You can visualize the distributions by using box plots. Please see the above examples regarding outliers. For more advanced graphics, you can also use data visualization tools found in the ggplot2 package. You may also use the histogram function. Please see the below for examples.
hist(`chlorides`)
hist(`free sulfur dioxide`)
hist(`fixed acidity`)
The distribution of fixed acidity appears to be skewed to the right.
hist(`volatile acidity`)
The distribution of volatile acidity is skewed to the right.
hist(`citric acid`)
The distribution of citric acid appears to be skewed to the right.
hist(`residual sugar`)
The distribution of residual sugar is skewed to the right.
hist(`chlorides`)
The distribution of chlorides is skewed to the right.

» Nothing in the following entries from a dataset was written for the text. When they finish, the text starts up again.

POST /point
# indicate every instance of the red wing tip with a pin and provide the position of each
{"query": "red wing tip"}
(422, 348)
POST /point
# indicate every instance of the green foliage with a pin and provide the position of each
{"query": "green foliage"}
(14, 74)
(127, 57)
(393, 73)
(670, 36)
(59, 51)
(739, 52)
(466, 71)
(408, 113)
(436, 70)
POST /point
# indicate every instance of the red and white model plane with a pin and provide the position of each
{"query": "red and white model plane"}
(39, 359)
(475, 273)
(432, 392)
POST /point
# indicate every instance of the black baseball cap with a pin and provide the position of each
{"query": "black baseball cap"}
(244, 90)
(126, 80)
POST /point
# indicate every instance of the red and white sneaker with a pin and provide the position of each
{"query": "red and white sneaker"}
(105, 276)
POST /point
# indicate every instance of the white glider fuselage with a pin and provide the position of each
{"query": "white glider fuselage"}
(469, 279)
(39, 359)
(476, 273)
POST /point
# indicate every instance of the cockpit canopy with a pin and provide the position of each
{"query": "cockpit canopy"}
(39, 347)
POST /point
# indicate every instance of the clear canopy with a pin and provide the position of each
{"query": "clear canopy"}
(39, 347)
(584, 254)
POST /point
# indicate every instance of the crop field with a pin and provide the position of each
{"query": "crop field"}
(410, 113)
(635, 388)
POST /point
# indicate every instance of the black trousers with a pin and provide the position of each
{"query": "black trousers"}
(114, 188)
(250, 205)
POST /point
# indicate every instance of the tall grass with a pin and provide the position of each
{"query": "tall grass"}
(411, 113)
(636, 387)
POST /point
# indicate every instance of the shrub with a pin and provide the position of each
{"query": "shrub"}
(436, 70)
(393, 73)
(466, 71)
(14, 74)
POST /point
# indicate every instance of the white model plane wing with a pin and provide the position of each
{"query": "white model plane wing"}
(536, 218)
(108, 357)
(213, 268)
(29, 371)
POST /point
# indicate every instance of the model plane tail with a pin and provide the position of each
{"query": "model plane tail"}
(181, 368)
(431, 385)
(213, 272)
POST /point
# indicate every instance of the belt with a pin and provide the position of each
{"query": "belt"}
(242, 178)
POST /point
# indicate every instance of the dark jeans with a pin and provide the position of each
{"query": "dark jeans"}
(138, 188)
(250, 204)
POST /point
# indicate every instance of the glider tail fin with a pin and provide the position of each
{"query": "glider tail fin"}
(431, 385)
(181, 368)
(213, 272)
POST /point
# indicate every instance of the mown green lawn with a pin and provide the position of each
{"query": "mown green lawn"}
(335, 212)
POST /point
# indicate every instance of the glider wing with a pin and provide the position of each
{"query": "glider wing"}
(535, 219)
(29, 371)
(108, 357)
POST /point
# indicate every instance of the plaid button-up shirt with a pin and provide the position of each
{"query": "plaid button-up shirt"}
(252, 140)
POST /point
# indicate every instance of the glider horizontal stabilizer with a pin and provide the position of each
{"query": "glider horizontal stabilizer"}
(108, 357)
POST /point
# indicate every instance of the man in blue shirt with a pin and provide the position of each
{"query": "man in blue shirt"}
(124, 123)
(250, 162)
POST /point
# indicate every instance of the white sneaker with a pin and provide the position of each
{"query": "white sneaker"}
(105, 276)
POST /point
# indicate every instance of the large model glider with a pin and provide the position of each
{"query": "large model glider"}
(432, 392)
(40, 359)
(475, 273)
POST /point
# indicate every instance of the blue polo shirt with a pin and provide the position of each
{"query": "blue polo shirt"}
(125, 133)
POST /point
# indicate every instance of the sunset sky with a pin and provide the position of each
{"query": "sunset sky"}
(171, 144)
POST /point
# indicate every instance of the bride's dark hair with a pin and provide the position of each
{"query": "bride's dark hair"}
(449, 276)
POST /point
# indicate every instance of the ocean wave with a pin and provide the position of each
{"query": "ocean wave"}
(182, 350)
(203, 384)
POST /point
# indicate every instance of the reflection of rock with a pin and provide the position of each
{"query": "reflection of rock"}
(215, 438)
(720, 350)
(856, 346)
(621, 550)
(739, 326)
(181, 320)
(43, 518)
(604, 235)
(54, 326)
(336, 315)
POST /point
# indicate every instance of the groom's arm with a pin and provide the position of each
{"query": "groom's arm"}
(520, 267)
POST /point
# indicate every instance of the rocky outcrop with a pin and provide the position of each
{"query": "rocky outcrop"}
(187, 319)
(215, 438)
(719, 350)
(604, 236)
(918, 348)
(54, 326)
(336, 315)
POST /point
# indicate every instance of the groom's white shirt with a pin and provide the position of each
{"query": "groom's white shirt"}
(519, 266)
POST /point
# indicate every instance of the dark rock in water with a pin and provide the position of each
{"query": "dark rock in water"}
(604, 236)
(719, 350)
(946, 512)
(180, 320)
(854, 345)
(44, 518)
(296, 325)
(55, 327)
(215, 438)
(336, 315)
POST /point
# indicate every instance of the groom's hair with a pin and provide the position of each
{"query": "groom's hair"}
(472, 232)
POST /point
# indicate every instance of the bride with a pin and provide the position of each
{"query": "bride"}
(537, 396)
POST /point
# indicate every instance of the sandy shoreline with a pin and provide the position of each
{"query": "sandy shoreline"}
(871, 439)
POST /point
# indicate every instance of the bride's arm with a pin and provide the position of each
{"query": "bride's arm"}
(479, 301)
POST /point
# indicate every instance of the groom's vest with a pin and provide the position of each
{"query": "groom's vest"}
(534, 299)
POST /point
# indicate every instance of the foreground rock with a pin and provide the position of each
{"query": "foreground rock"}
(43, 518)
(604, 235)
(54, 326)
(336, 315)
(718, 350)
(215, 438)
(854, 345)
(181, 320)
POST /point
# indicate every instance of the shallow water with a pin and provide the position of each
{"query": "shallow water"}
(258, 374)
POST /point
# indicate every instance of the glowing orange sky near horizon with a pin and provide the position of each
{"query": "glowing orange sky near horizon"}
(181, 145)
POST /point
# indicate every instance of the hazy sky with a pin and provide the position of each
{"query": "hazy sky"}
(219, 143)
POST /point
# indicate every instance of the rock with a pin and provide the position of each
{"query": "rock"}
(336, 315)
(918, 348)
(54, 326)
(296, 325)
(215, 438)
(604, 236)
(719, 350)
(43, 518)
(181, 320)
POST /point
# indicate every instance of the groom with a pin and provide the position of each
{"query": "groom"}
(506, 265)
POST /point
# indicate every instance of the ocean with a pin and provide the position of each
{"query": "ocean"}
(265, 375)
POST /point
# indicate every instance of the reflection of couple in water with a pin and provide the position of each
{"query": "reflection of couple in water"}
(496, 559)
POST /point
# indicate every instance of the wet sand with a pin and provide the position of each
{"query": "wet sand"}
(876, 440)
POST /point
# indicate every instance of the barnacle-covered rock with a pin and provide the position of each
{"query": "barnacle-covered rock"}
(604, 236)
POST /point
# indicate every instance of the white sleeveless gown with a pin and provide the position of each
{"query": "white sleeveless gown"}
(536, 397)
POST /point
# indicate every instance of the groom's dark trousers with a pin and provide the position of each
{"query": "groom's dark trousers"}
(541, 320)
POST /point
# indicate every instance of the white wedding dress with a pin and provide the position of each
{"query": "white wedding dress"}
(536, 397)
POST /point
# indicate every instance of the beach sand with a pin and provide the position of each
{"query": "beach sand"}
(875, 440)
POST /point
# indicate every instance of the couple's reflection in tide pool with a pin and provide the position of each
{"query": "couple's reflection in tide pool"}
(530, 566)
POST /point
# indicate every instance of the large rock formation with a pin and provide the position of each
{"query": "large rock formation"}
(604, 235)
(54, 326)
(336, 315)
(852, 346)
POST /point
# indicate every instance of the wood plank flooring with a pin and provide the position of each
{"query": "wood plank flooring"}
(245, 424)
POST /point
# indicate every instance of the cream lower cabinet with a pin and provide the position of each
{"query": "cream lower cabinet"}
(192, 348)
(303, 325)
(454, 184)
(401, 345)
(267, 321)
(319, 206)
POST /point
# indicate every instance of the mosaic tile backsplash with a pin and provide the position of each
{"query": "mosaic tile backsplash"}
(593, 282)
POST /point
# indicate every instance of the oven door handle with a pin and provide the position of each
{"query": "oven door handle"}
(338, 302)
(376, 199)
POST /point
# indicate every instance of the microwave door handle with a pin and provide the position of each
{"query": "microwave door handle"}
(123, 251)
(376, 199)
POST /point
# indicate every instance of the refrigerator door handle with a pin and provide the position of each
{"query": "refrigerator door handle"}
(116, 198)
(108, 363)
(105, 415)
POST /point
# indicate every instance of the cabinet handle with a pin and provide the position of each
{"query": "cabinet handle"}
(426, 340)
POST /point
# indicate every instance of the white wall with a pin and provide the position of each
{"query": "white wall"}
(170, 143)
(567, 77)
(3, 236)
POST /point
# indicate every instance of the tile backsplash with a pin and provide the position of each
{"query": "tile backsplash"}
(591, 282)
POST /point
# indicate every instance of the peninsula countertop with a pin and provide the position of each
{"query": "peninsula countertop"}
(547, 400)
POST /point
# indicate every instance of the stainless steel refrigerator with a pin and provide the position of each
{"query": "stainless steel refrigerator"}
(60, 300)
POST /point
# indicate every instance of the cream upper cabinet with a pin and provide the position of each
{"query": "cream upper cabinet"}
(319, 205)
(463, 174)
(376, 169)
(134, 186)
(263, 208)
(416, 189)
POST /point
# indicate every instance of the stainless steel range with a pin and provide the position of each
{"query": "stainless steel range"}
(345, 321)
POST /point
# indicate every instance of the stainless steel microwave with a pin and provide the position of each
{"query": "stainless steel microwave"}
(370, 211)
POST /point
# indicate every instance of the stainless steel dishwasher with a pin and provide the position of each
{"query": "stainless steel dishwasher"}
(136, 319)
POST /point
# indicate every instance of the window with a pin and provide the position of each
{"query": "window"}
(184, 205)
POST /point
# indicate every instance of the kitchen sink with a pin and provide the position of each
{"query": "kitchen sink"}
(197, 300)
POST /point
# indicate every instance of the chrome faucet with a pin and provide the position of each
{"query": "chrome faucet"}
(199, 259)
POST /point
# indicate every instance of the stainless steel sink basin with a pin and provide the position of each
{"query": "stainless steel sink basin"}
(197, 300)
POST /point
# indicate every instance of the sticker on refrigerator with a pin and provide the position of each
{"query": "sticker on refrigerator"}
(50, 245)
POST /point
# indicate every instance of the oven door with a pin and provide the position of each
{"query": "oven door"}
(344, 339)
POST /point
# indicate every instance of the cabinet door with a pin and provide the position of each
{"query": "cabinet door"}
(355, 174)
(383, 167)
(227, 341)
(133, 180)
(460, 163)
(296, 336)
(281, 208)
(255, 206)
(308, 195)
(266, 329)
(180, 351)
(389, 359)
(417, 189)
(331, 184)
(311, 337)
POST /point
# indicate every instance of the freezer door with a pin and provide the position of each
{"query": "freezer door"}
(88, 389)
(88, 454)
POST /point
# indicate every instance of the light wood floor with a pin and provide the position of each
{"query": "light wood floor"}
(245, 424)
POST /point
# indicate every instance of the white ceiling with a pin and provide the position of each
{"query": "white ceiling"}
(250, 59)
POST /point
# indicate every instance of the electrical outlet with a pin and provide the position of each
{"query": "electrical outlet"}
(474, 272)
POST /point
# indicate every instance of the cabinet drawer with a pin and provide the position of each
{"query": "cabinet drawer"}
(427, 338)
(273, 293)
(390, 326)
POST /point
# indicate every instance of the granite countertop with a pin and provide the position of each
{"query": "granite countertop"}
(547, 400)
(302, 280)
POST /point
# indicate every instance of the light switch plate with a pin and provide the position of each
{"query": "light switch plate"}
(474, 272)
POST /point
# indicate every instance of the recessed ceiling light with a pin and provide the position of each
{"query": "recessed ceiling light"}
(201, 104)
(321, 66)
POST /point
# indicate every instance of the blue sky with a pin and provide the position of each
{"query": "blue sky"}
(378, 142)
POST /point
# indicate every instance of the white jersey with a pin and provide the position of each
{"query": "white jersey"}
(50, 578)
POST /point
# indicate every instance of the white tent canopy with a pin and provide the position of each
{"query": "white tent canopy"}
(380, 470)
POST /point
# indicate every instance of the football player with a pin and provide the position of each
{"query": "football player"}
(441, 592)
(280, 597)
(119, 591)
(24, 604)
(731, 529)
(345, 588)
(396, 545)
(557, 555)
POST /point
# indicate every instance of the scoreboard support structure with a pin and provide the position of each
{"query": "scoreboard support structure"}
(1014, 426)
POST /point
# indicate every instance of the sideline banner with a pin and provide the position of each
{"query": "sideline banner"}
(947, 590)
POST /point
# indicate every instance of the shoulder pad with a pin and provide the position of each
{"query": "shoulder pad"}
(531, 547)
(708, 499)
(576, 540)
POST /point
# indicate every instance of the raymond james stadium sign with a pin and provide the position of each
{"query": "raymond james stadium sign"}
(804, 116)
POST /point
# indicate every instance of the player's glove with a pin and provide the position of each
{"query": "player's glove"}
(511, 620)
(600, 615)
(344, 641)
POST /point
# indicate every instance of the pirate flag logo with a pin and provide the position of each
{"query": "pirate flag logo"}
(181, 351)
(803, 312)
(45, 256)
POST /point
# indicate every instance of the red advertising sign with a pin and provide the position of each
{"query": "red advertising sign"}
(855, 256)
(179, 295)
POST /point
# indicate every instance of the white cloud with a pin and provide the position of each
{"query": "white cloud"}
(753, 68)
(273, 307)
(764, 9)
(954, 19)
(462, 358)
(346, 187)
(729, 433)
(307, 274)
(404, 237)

hist(`free sulfur dioxide`)
The distribution of free sulfur dioxide is skewed to the right.
hist(`total sulfur dioxide`)
The distribution of total sulfur dioxide is skewed to the right.
hist(`density`)
The distribution of density appears to be normally distributed.
hist(`pH`)
The distribution of pH appears to be normally distributed; it is slightly skewed to the right if anything.
hist(`sulphates`)
The distribution of sulphates appear to be skewed to the right.
hist(`alcohol`)
The distribution for alcohol is skewed to the right.
hist(`quality`)
This distribution appears to be normally distributed; it is skewed to the right a little.
As you can see from the above histograms, the data set appears to be overall skewed to the right.